A nasty little Google boy gets mad and says what he really thinks:

"Why don't you go to a city that can afford it? This is a city for the right people who can afford it. You can't afford it? You can leave. I'm sorry, get a better job. It's time for you to leave. "


I love San Francisco. I used to live there, went to school there. But people like this are ruining it, I'm afraid.

This attitude very much reflects the thinking of far more 1 percenters than you might imagine. On some level I think they know they don't deserve the outlandish sums they "earn" in these elite jobs and have to convince themselves that they are getting rich because they work so much harder and are simply more deserving than those who make less money. The only way they can successfully rationalize their good fortune is to attack the characters of those who aren't doing as well.

The Google nerds are actually amateurs in this department:

Today, numerous Philadelphia protesters from groups including Occupy Philly, Americans United for Change, Philadelphia AFL-CIO, Fight for Philly, SEIU PA State Council, Protect Your Care, Keystone Progress, Moveon.org, NCPSSM, Progress Now, and AFSCME demonstrated at the Wharton School for Business at the University of Pennsylvania after Rep. Eric Cantor (R-VA) canceled his speech there, apparently afraid of dissident audiences.

As the hundreds of protesters entered the Wharton School and chanted about economic justice, a number of students appeared on the balcony above. These students began chanting in unison, “Get a job! Get a job!”

While the students who jeered the protesters certainly do not necessarily represent all Wharton students, it’s important to understand the context of the elite status they likely either come from or graduate into. Wharton graduates much of the nation’s corporate elite, with the median starting salary for an MBA graduate being $145,000 — six times the poverty level for a family of four.

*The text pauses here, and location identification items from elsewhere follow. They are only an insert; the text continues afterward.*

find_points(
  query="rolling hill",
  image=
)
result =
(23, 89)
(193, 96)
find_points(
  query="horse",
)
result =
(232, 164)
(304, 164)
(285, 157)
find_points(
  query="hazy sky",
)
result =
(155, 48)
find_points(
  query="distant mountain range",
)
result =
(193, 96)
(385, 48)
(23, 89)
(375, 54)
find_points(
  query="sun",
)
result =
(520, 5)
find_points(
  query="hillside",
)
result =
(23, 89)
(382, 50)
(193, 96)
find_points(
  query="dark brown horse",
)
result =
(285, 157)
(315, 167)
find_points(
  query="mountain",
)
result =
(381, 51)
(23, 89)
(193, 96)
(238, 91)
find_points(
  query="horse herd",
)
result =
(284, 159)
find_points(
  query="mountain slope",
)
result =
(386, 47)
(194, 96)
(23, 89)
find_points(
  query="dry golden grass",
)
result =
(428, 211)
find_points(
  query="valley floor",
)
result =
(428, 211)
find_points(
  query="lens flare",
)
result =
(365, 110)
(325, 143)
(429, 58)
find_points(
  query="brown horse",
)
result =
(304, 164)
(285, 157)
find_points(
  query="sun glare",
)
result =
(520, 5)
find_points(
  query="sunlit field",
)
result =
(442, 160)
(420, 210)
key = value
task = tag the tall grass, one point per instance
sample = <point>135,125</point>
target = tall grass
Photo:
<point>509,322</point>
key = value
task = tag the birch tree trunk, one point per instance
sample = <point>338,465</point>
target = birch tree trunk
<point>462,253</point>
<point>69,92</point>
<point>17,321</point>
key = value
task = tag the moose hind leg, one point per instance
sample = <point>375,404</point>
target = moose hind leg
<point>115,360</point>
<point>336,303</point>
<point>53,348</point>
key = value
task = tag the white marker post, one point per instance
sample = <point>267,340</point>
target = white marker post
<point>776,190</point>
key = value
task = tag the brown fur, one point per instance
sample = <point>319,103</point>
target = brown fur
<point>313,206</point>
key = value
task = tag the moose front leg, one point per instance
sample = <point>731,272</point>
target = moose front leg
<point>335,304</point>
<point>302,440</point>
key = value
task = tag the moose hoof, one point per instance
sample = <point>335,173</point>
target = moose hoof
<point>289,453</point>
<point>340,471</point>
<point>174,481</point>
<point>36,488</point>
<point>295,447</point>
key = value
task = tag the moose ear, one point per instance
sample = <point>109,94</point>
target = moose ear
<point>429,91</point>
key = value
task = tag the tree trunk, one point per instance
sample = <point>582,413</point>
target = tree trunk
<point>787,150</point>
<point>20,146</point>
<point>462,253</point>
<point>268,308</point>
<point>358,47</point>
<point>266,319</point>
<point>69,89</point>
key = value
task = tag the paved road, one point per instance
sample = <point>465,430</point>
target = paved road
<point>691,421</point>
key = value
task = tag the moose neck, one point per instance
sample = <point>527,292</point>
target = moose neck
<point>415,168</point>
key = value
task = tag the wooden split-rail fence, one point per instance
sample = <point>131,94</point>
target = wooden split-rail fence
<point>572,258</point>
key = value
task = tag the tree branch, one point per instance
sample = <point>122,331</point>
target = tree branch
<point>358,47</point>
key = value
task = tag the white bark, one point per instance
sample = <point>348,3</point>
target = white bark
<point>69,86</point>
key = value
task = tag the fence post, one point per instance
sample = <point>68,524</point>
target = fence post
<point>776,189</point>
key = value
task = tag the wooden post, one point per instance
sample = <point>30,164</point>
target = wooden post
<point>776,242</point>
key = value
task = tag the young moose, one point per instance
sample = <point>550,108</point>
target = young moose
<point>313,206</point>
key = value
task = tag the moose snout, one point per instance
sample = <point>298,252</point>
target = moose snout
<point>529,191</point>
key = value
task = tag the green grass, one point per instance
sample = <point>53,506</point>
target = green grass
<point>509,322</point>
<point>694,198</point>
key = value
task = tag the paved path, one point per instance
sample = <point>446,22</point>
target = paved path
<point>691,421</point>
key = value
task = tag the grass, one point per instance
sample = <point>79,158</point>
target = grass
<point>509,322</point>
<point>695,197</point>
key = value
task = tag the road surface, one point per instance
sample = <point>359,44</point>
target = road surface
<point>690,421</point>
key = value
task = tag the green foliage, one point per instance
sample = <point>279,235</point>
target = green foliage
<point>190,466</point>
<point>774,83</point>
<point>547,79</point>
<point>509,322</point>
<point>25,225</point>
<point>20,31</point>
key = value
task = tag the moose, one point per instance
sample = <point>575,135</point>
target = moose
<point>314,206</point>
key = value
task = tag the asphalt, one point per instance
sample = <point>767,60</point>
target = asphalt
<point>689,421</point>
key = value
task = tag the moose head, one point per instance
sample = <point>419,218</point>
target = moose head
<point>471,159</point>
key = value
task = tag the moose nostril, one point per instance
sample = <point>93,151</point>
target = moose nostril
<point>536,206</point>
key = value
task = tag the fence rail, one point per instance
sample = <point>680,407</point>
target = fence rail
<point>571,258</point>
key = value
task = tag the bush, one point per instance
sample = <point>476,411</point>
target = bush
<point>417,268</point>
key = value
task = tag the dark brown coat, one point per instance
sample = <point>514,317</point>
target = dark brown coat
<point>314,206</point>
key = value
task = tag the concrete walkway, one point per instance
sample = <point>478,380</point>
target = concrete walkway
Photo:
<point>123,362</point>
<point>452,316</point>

The school’s Board of Overseers is staffed with with multiple Goldman Sachs executives and high-ranking employees of a wide variety of financial firms. Meanwhile, it’s Graduate Executive Board is staffed with senior employees of Bank of America, Blackstone Financial Management, and PMC Bank. Wharton’s endowment is $888 million, greater than that of many large public universities. Essentially, the students jeering the protesters represented the future financial elite.